Richfield Residents Take Extreme Measures To Conserve Water. About 80 households in Richfield are getting soaked by their water and sewer bills, and the cost could go up. Some families have taken to extreme conservation including shutting off the shower while soaping up and hauling five-gallon plastic jugs of water into the house to wash their hands and brush their teeth. Mike Began and Michele Pirozek don't water their lawn, run the dishwasher only once a week and do laundry elsewhere to save water -- still their water and sewer bill is about $1,500 a year. "I think we should all be conserving water," Pirozek said, "but to feel guilty about taking a shower in your own house is ludicrous." Water and Sewer LLC, their small, private utility that already charges some of the highest water and sewer rates in the state, is asking the Public Utilities Commission of Ohio to let it more than double its rates because the company is losing money.
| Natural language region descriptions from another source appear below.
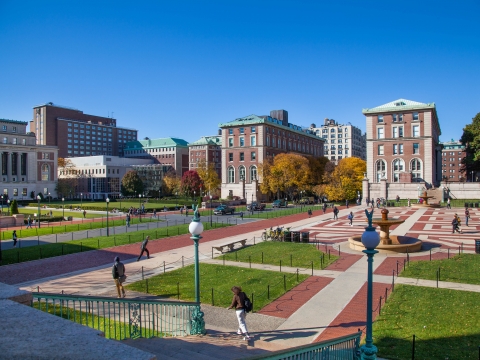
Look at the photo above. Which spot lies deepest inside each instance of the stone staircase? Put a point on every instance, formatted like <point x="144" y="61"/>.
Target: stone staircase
<point x="207" y="347"/>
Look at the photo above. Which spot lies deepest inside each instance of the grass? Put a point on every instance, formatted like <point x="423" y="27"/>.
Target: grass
<point x="46" y="229"/>
<point x="30" y="253"/>
<point x="218" y="280"/>
<point x="445" y="322"/>
<point x="296" y="255"/>
<point x="464" y="268"/>
<point x="113" y="329"/>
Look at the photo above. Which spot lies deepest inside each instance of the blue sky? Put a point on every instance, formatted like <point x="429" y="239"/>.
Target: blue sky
<point x="179" y="68"/>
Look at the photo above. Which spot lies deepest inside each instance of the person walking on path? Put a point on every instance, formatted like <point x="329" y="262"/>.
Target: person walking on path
<point x="118" y="273"/>
<point x="238" y="302"/>
<point x="335" y="213"/>
<point x="143" y="247"/>
<point x="14" y="237"/>
<point x="350" y="217"/>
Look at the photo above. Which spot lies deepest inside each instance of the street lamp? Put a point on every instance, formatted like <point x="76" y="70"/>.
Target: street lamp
<point x="196" y="228"/>
<point x="211" y="211"/>
<point x="370" y="239"/>
<point x="107" y="200"/>
<point x="38" y="215"/>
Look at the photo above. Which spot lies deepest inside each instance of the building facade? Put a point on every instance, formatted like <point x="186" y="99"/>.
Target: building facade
<point x="248" y="141"/>
<point x="209" y="149"/>
<point x="164" y="151"/>
<point x="98" y="177"/>
<point x="452" y="154"/>
<point x="27" y="168"/>
<point x="342" y="141"/>
<point x="78" y="134"/>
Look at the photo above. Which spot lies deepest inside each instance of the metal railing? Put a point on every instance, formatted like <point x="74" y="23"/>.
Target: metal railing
<point x="345" y="347"/>
<point x="125" y="318"/>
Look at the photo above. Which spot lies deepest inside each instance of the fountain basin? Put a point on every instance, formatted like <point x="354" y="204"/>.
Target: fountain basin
<point x="399" y="244"/>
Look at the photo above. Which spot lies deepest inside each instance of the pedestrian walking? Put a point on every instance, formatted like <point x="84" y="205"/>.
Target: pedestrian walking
<point x="335" y="213"/>
<point x="118" y="273"/>
<point x="14" y="237"/>
<point x="143" y="248"/>
<point x="238" y="302"/>
<point x="350" y="217"/>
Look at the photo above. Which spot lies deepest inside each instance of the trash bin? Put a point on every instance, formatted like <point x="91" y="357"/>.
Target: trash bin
<point x="305" y="236"/>
<point x="295" y="236"/>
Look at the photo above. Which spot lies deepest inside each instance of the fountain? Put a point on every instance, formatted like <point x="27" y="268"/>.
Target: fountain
<point x="388" y="243"/>
<point x="425" y="203"/>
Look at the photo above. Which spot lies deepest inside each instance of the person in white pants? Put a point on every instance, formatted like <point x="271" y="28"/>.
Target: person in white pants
<point x="238" y="302"/>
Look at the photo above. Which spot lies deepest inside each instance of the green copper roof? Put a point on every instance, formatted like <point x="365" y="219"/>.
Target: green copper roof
<point x="156" y="143"/>
<point x="208" y="140"/>
<point x="399" y="105"/>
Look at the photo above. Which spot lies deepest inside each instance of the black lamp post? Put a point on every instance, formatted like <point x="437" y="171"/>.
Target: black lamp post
<point x="107" y="200"/>
<point x="38" y="215"/>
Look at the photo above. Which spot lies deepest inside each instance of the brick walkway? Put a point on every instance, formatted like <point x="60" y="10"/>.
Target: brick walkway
<point x="287" y="304"/>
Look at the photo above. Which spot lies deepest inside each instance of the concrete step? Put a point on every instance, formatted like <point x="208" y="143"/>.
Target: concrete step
<point x="197" y="347"/>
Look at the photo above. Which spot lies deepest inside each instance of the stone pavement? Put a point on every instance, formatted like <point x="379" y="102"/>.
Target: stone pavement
<point x="329" y="304"/>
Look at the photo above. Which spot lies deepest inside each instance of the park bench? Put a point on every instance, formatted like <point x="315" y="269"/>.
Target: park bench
<point x="230" y="246"/>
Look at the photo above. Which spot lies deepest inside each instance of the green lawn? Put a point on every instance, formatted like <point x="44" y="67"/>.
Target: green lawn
<point x="297" y="255"/>
<point x="46" y="229"/>
<point x="464" y="268"/>
<point x="29" y="253"/>
<point x="220" y="279"/>
<point x="445" y="322"/>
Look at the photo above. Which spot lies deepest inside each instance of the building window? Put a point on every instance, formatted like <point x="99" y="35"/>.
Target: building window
<point x="416" y="148"/>
<point x="380" y="133"/>
<point x="380" y="149"/>
<point x="45" y="172"/>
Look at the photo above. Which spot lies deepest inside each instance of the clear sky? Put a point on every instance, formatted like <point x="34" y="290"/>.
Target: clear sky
<point x="179" y="68"/>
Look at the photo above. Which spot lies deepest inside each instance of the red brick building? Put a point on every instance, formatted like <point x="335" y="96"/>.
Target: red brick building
<point x="78" y="134"/>
<point x="247" y="141"/>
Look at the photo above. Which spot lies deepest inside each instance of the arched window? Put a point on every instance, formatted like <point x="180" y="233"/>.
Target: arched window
<point x="253" y="173"/>
<point x="380" y="169"/>
<point x="416" y="169"/>
<point x="241" y="171"/>
<point x="45" y="172"/>
<point x="231" y="174"/>
<point x="398" y="167"/>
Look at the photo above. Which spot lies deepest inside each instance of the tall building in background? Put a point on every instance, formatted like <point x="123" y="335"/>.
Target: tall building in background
<point x="342" y="141"/>
<point x="78" y="134"/>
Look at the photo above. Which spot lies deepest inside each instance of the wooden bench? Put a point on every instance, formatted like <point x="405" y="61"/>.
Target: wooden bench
<point x="230" y="246"/>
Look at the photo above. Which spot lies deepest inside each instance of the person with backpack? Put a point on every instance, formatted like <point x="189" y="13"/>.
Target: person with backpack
<point x="143" y="248"/>
<point x="350" y="217"/>
<point x="240" y="302"/>
<point x="118" y="273"/>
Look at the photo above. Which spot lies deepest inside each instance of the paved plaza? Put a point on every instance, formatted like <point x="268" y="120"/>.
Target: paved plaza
<point x="329" y="304"/>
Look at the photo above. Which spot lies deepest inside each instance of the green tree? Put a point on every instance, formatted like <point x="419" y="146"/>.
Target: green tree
<point x="471" y="139"/>
<point x="131" y="184"/>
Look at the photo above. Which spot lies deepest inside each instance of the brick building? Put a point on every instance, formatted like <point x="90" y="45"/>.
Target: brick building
<point x="27" y="168"/>
<point x="209" y="149"/>
<point x="342" y="141"/>
<point x="452" y="154"/>
<point x="78" y="134"/>
<point x="164" y="151"/>
<point x="402" y="148"/>
<point x="248" y="141"/>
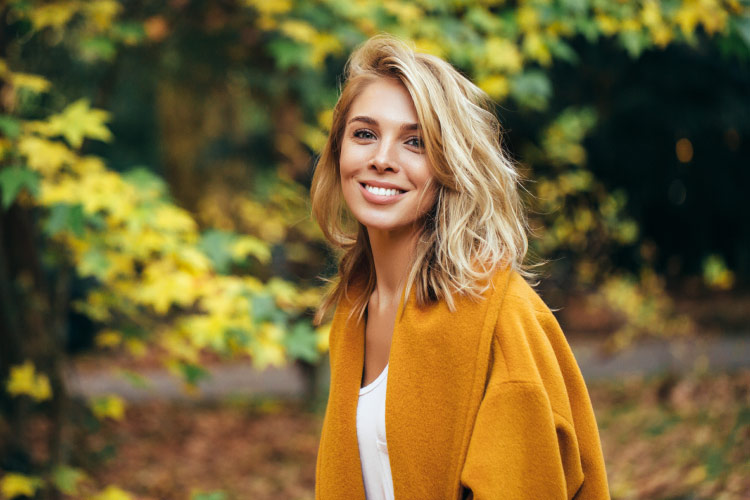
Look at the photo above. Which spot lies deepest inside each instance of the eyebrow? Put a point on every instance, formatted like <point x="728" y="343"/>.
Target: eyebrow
<point x="372" y="121"/>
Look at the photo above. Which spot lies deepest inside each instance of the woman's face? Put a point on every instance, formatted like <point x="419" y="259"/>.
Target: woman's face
<point x="384" y="169"/>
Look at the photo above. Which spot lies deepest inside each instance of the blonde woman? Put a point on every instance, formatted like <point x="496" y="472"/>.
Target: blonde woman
<point x="484" y="398"/>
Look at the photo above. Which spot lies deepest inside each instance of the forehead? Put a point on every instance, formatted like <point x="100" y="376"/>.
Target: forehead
<point x="385" y="100"/>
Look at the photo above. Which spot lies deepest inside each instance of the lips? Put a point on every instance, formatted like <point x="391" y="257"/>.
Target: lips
<point x="381" y="192"/>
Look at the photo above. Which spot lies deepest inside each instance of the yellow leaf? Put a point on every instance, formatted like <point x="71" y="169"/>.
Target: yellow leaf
<point x="112" y="493"/>
<point x="608" y="24"/>
<point x="111" y="406"/>
<point x="44" y="156"/>
<point x="502" y="55"/>
<point x="299" y="31"/>
<point x="270" y="7"/>
<point x="24" y="380"/>
<point x="14" y="485"/>
<point x="528" y="18"/>
<point x="78" y="121"/>
<point x="103" y="12"/>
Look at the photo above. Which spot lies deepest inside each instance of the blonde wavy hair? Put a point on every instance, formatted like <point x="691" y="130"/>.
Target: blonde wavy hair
<point x="478" y="221"/>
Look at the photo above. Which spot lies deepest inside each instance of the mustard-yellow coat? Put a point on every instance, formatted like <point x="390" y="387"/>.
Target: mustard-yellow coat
<point x="486" y="401"/>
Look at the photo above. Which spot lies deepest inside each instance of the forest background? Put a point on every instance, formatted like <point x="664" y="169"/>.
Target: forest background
<point x="155" y="166"/>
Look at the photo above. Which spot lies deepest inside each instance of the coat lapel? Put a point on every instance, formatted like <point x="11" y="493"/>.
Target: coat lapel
<point x="437" y="366"/>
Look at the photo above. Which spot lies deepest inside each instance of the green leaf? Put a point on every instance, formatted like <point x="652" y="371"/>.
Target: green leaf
<point x="217" y="245"/>
<point x="288" y="54"/>
<point x="13" y="179"/>
<point x="301" y="342"/>
<point x="9" y="126"/>
<point x="66" y="479"/>
<point x="263" y="309"/>
<point x="64" y="217"/>
<point x="562" y="50"/>
<point x="193" y="373"/>
<point x="98" y="48"/>
<point x="531" y="89"/>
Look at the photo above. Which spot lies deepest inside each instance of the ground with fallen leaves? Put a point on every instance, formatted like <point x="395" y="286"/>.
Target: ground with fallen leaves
<point x="663" y="438"/>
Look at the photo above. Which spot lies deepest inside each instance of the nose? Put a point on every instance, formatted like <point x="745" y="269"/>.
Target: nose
<point x="384" y="158"/>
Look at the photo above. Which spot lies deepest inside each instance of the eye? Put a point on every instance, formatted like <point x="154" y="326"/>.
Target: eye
<point x="415" y="142"/>
<point x="364" y="133"/>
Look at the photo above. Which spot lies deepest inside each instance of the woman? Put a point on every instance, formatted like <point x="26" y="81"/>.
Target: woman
<point x="484" y="397"/>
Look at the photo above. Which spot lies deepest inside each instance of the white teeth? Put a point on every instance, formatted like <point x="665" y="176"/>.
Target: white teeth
<point x="381" y="191"/>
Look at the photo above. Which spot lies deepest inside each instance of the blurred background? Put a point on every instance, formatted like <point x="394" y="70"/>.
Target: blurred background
<point x="159" y="268"/>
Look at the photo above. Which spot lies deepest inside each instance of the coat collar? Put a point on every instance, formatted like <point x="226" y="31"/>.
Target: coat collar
<point x="437" y="367"/>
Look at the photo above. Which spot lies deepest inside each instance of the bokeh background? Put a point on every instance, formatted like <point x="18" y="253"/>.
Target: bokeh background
<point x="159" y="268"/>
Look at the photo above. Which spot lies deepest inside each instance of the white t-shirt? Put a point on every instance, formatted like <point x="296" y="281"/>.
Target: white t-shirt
<point x="373" y="449"/>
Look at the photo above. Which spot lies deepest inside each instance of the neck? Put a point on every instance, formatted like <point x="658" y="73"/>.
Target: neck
<point x="392" y="253"/>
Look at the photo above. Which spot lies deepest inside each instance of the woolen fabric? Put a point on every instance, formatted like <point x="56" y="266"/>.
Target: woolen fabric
<point x="485" y="402"/>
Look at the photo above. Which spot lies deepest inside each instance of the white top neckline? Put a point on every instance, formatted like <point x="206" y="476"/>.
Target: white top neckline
<point x="372" y="385"/>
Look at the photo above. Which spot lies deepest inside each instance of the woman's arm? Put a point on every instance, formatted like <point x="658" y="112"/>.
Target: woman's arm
<point x="535" y="434"/>
<point x="519" y="448"/>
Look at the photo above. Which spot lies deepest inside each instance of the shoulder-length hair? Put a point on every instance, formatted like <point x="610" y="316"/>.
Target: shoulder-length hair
<point x="478" y="222"/>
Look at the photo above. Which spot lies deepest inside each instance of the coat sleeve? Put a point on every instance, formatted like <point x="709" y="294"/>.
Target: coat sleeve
<point x="519" y="448"/>
<point x="535" y="434"/>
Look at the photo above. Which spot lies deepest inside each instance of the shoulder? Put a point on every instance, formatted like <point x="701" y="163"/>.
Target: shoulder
<point x="528" y="339"/>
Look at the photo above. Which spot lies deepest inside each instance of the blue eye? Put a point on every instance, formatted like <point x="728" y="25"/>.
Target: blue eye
<point x="364" y="134"/>
<point x="415" y="142"/>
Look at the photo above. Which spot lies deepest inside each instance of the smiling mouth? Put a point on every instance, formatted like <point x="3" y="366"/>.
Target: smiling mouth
<point x="381" y="191"/>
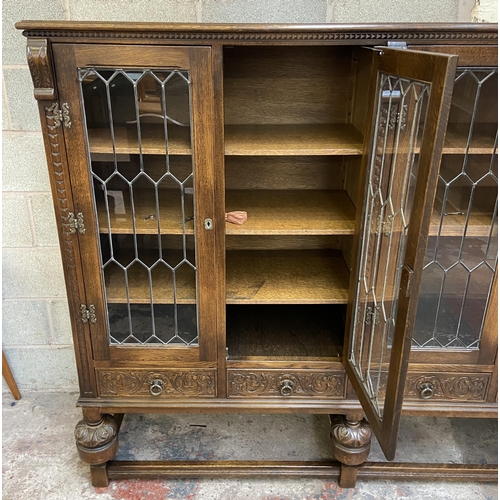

If the increase is approved, some families could end up paying more than $6,000 a year. Water rates would jump from $11.28 per 100 cubic feet to $23.61. Sewer rates would increase from $12.33 to $27.59. Compare that to Akron, where water and sewer customers pay $2.14 and $3.04, respectively, not including additional billing charges. Utility owner Randy Kertesz admitted he wouldn't want to be his own customer. "I feel sorry for the people," he said. "But unfortunately, absent any other alternative, the rates are the rates."
A remedy would involve shutting down the utility and bringing in water service from Cleveland and sewer service from Richfield. But an ongoing dispute between a housing developer -- who happens to own the utility company -- and the township and village governments has kept that from happening.
Kertesz, a housing developer, bought about 125 acres of wooded, undeveloped property in the township about eight years ago. He didn't want to be in the utility business, but the nearby water and sewer plants came packaged in the deal. The utility serves a mix of condos and single-family homes that were there before he bought his land, and could serve Kertesz's future development. Since the purchase, Kertesz has lobbied both the village and township to accept a proposal for small lots and high-density housing on his township property. He's seeking to build about 200 single-family homes.